Prospect Builder provides more than just a list of prospects: It also handles appointments for phone, in-person, or Web demos with all the qualified prospects. “We put an Outlook meeting notice in the client’s and prospect’s Outlook calendars and confirm it. We also send the client a lead sheet explaining what we talked about and what he or she should talk about.”

Good Leads’s third offering, Sales Builder, actually sells noncomplex products that are generally less than $10,000 in value. Teradyne used this service.

Good Leads started out in high-tech sales in New England but has expanded into medical devices, energy products, and life sciences across North America. It has represented 500 companies, including Novell, and also worked for foreign trade missions.

“Typically, we work for firms that need an extra touch but do not want to hunt and make cold calls,” Good stresses. “We are usually about 45 percent of the sales process, and our goal is to be premium sales representatives. We don’t take clients who are not ready or are not the right fit for us.”

The first question many companies have to answer is whether to make more use of inside sales resources, according to Doug DeBolt, vice president of West Business Services (WBS). DeBolt thinks inside sales can be a smarter, more economical way of selling to many markets. The next question is whether a company should build up its own inside sales force. WBS offers an inside-sales competency assessment to test how ready a company is to maximize sales through its own inside sales force.   

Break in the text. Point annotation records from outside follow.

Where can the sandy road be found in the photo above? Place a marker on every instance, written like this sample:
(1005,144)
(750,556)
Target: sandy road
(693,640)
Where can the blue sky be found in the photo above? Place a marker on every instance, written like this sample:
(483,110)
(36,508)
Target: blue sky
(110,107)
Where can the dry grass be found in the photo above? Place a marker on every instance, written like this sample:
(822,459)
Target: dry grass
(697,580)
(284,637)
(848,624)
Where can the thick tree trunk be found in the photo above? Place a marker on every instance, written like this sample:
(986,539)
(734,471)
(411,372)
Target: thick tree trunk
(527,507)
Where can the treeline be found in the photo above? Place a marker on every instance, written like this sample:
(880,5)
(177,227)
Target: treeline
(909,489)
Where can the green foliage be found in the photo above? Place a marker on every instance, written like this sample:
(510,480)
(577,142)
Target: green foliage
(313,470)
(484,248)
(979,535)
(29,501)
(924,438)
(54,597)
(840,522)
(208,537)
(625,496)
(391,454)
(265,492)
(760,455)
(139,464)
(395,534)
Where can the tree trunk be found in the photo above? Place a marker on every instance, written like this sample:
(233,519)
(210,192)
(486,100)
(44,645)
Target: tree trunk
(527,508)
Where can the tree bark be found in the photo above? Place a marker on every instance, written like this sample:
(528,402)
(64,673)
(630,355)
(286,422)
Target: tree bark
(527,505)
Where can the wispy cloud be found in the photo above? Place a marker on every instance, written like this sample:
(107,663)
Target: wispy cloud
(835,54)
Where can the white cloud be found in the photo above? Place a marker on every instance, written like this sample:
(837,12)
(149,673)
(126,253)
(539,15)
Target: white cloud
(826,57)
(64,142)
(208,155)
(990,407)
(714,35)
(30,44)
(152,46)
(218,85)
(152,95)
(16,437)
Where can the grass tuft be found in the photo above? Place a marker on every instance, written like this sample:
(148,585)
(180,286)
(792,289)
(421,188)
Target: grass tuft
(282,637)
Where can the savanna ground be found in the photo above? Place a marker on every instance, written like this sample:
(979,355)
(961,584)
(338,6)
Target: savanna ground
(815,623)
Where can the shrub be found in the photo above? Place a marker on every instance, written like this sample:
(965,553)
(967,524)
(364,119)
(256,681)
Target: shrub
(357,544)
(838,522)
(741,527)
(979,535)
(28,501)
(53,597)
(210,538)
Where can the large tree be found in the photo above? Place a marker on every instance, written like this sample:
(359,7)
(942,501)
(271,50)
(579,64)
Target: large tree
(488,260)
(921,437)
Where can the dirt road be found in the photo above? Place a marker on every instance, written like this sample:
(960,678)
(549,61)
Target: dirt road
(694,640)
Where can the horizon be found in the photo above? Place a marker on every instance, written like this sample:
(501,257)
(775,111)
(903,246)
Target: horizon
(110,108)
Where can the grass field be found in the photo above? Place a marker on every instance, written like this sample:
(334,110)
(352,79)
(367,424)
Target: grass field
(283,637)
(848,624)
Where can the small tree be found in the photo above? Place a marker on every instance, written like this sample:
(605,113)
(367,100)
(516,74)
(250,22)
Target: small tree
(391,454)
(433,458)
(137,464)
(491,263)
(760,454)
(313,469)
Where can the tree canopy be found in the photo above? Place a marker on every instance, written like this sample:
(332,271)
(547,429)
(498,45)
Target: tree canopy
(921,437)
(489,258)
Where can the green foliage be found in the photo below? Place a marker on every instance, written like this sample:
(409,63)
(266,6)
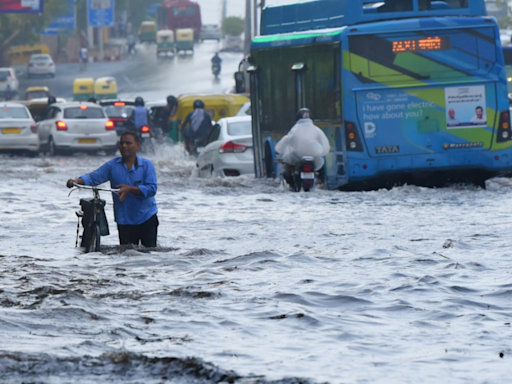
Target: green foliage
(233,26)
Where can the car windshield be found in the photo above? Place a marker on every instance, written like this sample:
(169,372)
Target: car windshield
(240,128)
(86,113)
(113,111)
(36,94)
(13,113)
(40,58)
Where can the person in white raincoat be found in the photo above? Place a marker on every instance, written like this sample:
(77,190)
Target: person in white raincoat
(304,139)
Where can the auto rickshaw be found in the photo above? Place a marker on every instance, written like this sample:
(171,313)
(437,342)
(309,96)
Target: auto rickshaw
(185,40)
(217,106)
(105,88)
(83,89)
(165,42)
(147,32)
(36,92)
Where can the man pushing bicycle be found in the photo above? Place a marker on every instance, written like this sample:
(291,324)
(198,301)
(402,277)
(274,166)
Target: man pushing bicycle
(135,210)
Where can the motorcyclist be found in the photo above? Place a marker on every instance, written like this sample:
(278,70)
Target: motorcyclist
(140,116)
(199,125)
(216,60)
(304,139)
(130,40)
(166,113)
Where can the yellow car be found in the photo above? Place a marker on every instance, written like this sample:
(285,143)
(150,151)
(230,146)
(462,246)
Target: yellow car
(83,89)
(36,92)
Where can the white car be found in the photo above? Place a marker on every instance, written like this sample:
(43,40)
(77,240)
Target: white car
(18,131)
(210,32)
(9,83)
(228,150)
(76,126)
(40,64)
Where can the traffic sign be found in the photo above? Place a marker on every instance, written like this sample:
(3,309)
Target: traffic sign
(100,13)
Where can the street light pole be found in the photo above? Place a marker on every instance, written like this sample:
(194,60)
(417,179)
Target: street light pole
(255,18)
(248,29)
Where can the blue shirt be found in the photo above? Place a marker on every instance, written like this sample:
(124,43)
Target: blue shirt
(135,209)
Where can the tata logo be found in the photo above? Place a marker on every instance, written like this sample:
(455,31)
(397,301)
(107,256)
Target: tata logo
(373,96)
(388,149)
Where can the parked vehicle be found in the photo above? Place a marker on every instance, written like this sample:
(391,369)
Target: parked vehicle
(40,64)
(174,14)
(18,132)
(147,32)
(210,32)
(9,83)
(228,150)
(36,92)
(185,40)
(118,111)
(83,89)
(165,43)
(105,88)
(73,126)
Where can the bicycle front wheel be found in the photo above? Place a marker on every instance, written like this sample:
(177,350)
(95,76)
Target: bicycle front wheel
(93,244)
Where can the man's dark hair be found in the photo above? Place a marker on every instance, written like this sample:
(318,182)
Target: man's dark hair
(135,135)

“Some companies are very good at inside sales and should probably build it themselves,” DeBolt acknowledges. For others, WBS offers a partnership to better exploit the potential of a first-class, inside sales organization.

WBS specializes in using inside salespeople to go all or almost all the way to the close for complex, high-value products. “If you are selling a $350,000 medical device and have to do an on-site demonstration, you will need a field salesperson to do that, but we can do almost everything else,” DeBolt says.

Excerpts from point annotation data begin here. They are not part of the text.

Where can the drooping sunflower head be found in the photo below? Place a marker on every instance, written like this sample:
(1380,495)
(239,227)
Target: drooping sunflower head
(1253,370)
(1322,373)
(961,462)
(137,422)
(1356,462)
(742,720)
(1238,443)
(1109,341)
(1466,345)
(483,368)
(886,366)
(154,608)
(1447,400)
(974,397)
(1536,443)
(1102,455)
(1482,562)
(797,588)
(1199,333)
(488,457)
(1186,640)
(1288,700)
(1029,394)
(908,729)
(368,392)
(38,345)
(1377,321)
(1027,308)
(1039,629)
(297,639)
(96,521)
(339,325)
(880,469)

WBS offers a full suite of inside sales resources, including online tools, Web demonstrations, and sales-analytics and marketing tools to accompany the sales efforts. It has more than 1,000 professional B2B salespeople, and they are trained thoroughly for each client. In addition, WBS salespeople meet with the client’s field reps to get “street-smart” training on likely customer reactions and effective presentations. And WBS sales managers ride along with the client’s field reps.

WBS specializes in complex sales in three markets: health sciences, consumer products, and small and medium-size businesses in many verticals. The WBS salespeople who are dedicated to each client usually stay within one of these markets and are thus highly and specifically experienced.